Mariana Komiseroff, autora de "La enfermedad de la noche"

En el quinto piso, Chavez me preguntó si Jorge o yo teníamos algo. Era difícil de explicar porque no tenía nombre ni reglas y para mis compañeros el mundo terminaba en las puertas de ese edificio de mil años. Todo giraba en torno al trabajo estatal tan difícil de conseguir y que, por ley de mandato, de agradecimiento al azar o a la vida, debíamos conservar para siempre.

La astucia de la escritura indigente insiste en narrar la enfermedad, tal vez, en la línea de aquello que uno de los biógrafos de Kafka relata: cuando le confirman su diagnóstico de su temprana tuberculosis, escribe en su diario: me di cuenta de que debía ocuparme de mi salud como si fuera una enfermedad. ¿De qué modo se precarizan los sanos que cuidan enfermos? ¿Cómo se atraviesa ese otro régimen, en el de la enfermedad crónica de un ser amado, en la que toda concordancia queda en una zona límbica? ¿De qué trabajan los personajes literarios? ¿Qué obra social tienen? ¿Qué certifica la escritura cuando los papeles que se necesitan son papeles que siempre se deben esperar? ¿La espera, entonces? ¿La espera de una concordancia que no se produce?

Traté de generar paciencia y esperé, pero solo me dilató la tristeza hasta que la bronca acumulada por todos esos tiempos de espera en la obra social, en el registro civil para certificar el domicilio, en el juez de paz para la declaración jurada que dice que soy la tutora legal de mi hermano, en el organismo de discapacidad para que le extendieran el certificado, en la obra social para pedir los requisitos, en la obra social para llevar los papeles, en la obra social para llevar el papel que se olvidaron de pedirme, en la obra social para pedir turno con el médico, en la obra social para buscar el carné, en la obra social para pedir la medicación, en la obra social para volver a hacer la receta porque la anterior estaba mal hecha, en la farmacia para retirar la insulina […]

La expresión diabetes mellitus, nos dice la voz narradora, tiene un problema de concordancia gramatical.
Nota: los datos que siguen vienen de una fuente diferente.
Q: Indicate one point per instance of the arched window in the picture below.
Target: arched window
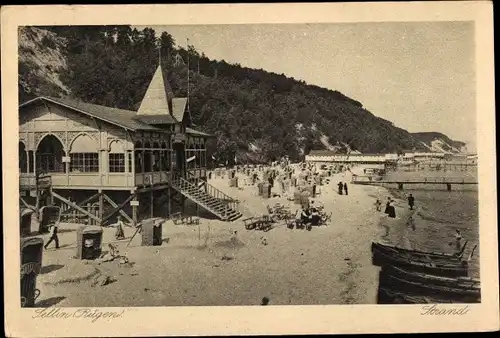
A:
(156, 157)
(139, 158)
(84, 154)
(23, 158)
(147, 157)
(49, 155)
(116, 157)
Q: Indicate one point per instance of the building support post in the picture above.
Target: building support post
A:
(134, 210)
(101, 204)
(151, 202)
(169, 194)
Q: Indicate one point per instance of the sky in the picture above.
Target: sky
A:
(419, 75)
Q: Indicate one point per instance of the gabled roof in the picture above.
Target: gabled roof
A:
(158, 97)
(197, 133)
(127, 119)
(120, 117)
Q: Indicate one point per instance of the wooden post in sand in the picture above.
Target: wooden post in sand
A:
(134, 203)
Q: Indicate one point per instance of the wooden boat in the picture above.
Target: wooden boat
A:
(459, 289)
(440, 266)
(387, 295)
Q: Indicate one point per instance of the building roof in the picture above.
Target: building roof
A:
(322, 153)
(158, 97)
(120, 117)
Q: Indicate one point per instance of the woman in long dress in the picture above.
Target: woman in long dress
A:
(387, 205)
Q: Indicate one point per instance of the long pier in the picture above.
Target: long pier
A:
(448, 181)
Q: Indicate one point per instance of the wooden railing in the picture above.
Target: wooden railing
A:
(407, 180)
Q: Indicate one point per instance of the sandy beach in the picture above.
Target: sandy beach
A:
(220, 263)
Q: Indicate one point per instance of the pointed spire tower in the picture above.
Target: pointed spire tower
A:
(159, 106)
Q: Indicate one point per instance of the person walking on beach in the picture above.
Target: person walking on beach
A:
(53, 236)
(411, 201)
(458, 240)
(392, 210)
(387, 205)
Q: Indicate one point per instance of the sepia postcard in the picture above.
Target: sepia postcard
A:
(249, 169)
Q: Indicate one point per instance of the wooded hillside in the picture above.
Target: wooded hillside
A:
(256, 115)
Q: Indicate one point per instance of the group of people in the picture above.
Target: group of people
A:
(342, 187)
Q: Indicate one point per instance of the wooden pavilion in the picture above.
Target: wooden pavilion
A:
(139, 164)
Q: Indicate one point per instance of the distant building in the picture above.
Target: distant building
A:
(328, 156)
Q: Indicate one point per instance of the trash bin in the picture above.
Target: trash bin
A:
(260, 186)
(89, 242)
(31, 265)
(152, 231)
(48, 215)
(25, 223)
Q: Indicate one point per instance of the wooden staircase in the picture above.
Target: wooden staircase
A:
(207, 197)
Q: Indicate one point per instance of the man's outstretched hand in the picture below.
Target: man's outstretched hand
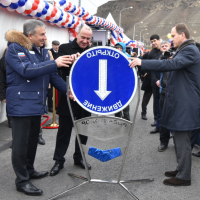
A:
(64, 61)
(75, 56)
(135, 62)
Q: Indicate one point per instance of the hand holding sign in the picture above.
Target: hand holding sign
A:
(135, 62)
(62, 61)
(75, 56)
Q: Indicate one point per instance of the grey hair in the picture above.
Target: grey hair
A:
(86, 27)
(164, 42)
(30, 26)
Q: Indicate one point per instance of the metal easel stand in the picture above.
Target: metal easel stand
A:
(88, 179)
(53, 125)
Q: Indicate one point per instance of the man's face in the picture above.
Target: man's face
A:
(176, 38)
(119, 48)
(155, 43)
(39, 37)
(84, 38)
(55, 47)
(164, 47)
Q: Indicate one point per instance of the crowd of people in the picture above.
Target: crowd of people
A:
(28, 71)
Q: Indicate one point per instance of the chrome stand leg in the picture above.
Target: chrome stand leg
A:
(56, 196)
(137, 180)
(77, 176)
(125, 188)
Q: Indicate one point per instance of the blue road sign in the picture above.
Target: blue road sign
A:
(102, 81)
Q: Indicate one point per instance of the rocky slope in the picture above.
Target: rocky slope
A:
(158, 16)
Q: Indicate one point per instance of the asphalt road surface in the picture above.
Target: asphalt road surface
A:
(143, 161)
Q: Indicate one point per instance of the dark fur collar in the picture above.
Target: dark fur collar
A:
(19, 38)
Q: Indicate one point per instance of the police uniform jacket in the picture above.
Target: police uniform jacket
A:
(29, 72)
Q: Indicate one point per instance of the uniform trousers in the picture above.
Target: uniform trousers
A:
(63, 140)
(194, 137)
(183, 154)
(25, 132)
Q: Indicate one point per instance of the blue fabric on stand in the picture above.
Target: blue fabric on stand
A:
(104, 155)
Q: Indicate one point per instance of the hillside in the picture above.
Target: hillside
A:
(158, 16)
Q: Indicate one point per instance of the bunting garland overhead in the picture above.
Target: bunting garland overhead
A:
(63, 14)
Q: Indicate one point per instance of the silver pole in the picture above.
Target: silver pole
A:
(120, 15)
(134, 33)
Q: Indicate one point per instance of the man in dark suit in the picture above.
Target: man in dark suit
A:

No firma la planilla de asistencia del régimen de la lengua. Tampoco, en el texto, la concordancia se mantiene cuando se nombra a Jorge y se le atribuyen con adjetivos femeninos, de modo que la expansión de la enfermedad alcanza ese escalafón estatal, es decir, estructural, de la frase, y la repetición del recurso lejos de volverlo esperable, retorna como insistencia, otra vez, de un modo profundamente anarquista (anarco, se escribiría en esta novela) de concebir ¿la vida? ¿la identidad de género? ¿la noche? ¿la enfermedad? ¿el trabajo?

Soy planta permanente, dice la narradora. La secuencia lexicalizada, cristalizada en piedra, se nos arroja, cómplice ella también del asesinato de la primera línea, para que cada certera golpiza nos alcance, del modo singular, en la forma de intemperie, que dice Barthes: nunca nadie sabe hasta qué punto puede ser alcanzado.